Dead Packets Society-Carpe Diem
Finding value in packet captures for high speed networks > 10G
Capturing packets or sniffing them from networks with lightweight probes and monitoring tools, provides a basic level of analysis and has been one of the most common ways to detect and uncover issues on the network affecting application performance.
But is it dying off, as if it were some obscure practice like the prep-school boys of Dead Poet’s Society reading verses in a candle-lit cave in the middle of the night?
A lot of packet capture tools are still free and widely supported, but might not get to the root cause of issues as effectively as they have in the past.
The packet capture challenge in today’s high speed networks
What’s changing rapidly is the ability to do high speed packet capture in today’s complex physical and virtual network architectures.
Then, being able to store the packets effectively, and sifting through the volumes of data from 10G—now 40G—and 100G lines now looming on the horizon with any kind of fidelity is definitely the way of the future. That’s if you believe that packets don’t lie as most people do. Basically, you can find out anything that happened on the network if you have the packets. Is it worth it?

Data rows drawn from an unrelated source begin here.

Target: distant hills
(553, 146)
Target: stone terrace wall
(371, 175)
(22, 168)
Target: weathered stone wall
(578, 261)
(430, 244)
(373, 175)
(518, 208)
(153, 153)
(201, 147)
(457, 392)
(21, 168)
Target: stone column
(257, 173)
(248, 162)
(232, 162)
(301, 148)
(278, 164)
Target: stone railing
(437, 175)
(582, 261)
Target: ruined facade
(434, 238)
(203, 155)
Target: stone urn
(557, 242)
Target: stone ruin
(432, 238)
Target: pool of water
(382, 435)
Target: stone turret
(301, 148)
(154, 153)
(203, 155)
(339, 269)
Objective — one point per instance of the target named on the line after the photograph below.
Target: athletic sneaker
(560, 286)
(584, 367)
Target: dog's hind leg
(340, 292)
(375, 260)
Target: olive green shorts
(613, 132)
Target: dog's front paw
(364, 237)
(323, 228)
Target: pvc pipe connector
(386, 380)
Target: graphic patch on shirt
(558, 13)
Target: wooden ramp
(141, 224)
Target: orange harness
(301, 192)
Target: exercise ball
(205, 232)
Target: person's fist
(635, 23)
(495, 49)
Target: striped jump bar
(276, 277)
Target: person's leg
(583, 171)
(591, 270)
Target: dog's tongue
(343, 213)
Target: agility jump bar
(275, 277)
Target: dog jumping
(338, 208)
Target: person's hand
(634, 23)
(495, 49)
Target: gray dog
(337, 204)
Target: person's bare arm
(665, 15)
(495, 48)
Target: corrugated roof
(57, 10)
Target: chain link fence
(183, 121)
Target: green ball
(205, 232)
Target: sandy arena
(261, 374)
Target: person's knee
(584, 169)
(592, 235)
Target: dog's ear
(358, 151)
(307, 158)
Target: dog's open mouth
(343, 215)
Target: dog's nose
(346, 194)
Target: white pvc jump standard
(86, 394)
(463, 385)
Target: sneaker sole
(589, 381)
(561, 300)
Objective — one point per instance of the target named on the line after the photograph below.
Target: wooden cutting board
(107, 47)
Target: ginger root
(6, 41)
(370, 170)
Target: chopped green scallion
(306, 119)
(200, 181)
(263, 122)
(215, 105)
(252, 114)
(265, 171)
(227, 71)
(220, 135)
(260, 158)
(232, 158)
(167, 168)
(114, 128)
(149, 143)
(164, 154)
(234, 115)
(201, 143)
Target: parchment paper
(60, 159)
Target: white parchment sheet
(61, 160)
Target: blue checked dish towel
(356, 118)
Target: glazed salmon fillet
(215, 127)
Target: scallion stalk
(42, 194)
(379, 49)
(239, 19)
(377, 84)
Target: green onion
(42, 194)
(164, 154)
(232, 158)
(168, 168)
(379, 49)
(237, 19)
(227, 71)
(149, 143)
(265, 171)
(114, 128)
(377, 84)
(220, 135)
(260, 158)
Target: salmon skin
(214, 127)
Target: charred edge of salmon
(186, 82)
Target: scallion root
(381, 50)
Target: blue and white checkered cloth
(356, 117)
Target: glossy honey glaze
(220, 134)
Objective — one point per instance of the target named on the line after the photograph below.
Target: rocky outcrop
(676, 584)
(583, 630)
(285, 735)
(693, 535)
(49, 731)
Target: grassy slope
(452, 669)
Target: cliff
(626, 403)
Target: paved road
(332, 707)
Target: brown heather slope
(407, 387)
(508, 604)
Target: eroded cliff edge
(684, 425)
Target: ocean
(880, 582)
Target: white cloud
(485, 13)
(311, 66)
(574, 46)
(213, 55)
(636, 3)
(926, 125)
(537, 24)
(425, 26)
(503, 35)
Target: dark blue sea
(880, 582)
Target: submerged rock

Traditional packet capture tools cannot keep up unless you know exactly where to look. In today’s high speed networks, it would be like using a scalpel to cut down a tree. What you really need is a chainsaw to get the tree down first and if you’re looking for more precision, then you’d use a scalpel. Even seconds of packet capture can generate millions of packets that will be meaningless unless you can get to the packets you need quickly.
A funnel approach
So the key is using a funnel approach—that is, starting with the bigger picture of user experience and response times from a combination of flow data and passive monitoring on taps or SPAN ports. You then can find out if you have specific users, links, or applications that are consuming more bandwidth and crowding out others. For the delays, you can decode the TCP IP conversations to provide the composition of delay. For example, server delay, retransmission delay, connection setup delay, and payload transfer delay will help you decide where to look. As you work down the funnel, you’ll determine where to look and to figure out where to capture and analyze what’s going on at the packet level.
One example is during microbursts from high frequency transactions, such as when market data is released for financial trading institutions that rely on being able to trade at very high speeds and frequencies based on this data. In this case, you find that trades are not being executed as expected but bandwidth utilization from flows and TCP/IP conversations does not look like anything is wrong. That’s when the packet capture comes in and if you can drill down to your packet capture engine and then view the packets that will show the microbursts at millisecond levels. You’ll find out quickly if you need to upgrade your multiple 40G links to a 100G link when you see a wall of saturation where trading has stopped, as shown in the following figure.
Another fairly recent security issue that scared almost everyone was the Heartbleed vulnerability, where the key was having the history of packets to inspect at a later date. For example, you could use a Berkeley Packet Filter (BPF) to find out if your data was compromised. Without having the packet capture, you would not know if your data was exposed to hackers who could exploit the information at your expense.
The best combination of monitoring and analysis tools will provide you the context to determine whether or not a packet capture is warranted and then help you get to the exact slice of data you need in that context for analysis.
Seize the packets
In some cases, an ‘on demand’ approach is sufficient, such as in a branch office location or for mobile users where capturing all the packets all the time for every user might not be worth it. With an intelligent packet capture approach, you can configure alerts that trigger an on demand packet capture when you have slow pages to identify the root cause of the issue.
You could have mobile users in delivery trucks or even law enforcement personnel who suddenly have slow pages because someone at headquarters updated the news feed with a picture of a newborn baby from someone on the staff or even a tribute to someone who did outstanding work. The size of the jpeg image could clobber the performance of these apps used in the branch or on the road almost instantly but you might not catch it without doing a packet capture.
In other cases where mission critical apps run your business and slow time is really more like down time because you’re losing $1,000s by the seconds, having all the packet captures in a relevant history available for inspection might make more sense. The key is you cannot diagnose and fix what you don’t know; afterall, slow is the new down!